Herself: Handled his major crisis very well. Discovered that pounding on my keyboard hurts my hand. Had a very good but busy day culminating in dinner out by the bay. Found some new blue shoes, then found the same shoes on the sale rack 30% off. I felt like I had been crowned. Old shoes to repair shop this morning.
Balance: How quiet the world is when the fogs are in.
Caught my attention: Stone House Cinemas. Many of the interior details are from the turn of the 20th century ocean liner Columbus. Bare bones warehouse outside; glorious interiors.
Or, how about DeSotoLand. What fun.
Or is this excessive?
G’s mother has a lot to answer for. Really. Instead of communicating, she shopped. When I first met G’s parents, I was so delighted to find a modern, forward thinking couple. I didn’t know of all those hidden details. Shopping as a form of reward was one.
Need a jolt of pleasure, go shopping. Need a pat on the back, go shopping. Problems in the marriage, go shopping. Need to communicate? Go shopping.
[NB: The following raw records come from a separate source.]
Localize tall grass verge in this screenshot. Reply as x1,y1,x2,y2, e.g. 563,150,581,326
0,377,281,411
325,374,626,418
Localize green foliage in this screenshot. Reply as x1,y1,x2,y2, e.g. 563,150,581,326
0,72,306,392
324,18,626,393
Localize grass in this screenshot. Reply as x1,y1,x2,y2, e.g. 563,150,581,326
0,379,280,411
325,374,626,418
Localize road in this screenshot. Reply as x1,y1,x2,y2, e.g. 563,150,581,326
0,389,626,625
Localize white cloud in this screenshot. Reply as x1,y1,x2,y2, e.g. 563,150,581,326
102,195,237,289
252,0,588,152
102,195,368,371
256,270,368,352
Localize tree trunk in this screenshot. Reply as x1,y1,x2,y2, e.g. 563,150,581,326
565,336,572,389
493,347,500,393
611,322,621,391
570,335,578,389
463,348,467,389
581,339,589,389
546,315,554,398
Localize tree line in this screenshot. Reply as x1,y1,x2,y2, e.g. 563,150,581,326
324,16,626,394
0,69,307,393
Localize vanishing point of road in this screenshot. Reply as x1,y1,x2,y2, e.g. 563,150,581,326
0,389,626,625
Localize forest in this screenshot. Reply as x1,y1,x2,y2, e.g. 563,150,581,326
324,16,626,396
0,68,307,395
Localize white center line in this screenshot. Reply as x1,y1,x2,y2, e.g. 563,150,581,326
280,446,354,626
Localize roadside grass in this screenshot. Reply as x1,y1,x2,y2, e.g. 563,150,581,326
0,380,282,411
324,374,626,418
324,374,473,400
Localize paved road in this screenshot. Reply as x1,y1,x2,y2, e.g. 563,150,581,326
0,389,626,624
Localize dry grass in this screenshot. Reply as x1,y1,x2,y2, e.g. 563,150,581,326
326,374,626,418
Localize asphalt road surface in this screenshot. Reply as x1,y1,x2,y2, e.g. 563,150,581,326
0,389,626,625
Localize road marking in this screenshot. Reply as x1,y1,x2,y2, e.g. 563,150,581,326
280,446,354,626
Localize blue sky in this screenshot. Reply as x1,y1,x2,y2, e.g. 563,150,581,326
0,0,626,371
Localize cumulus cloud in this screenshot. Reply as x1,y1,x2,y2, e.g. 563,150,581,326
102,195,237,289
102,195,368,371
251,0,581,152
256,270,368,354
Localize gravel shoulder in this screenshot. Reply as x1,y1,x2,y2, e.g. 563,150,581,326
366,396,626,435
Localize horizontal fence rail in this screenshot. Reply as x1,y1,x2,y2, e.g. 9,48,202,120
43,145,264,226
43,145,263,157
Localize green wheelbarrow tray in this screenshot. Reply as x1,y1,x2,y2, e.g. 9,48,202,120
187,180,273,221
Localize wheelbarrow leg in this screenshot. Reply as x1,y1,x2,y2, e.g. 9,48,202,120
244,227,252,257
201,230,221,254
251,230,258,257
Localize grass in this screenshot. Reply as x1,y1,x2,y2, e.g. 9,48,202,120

Endlessly.
Rather than tell G and I, or his brother and wife, what was happening as G’s dad died, she shopped. To cope with her grief, she shopped. Catalogue shopping and The Shopping Channel filled her life. Just because there were olives in with the sheets didn’t mean there was confusion. Just because the fridge had year old open food in it didn’t mean there was a problem. She solved everything by shopping.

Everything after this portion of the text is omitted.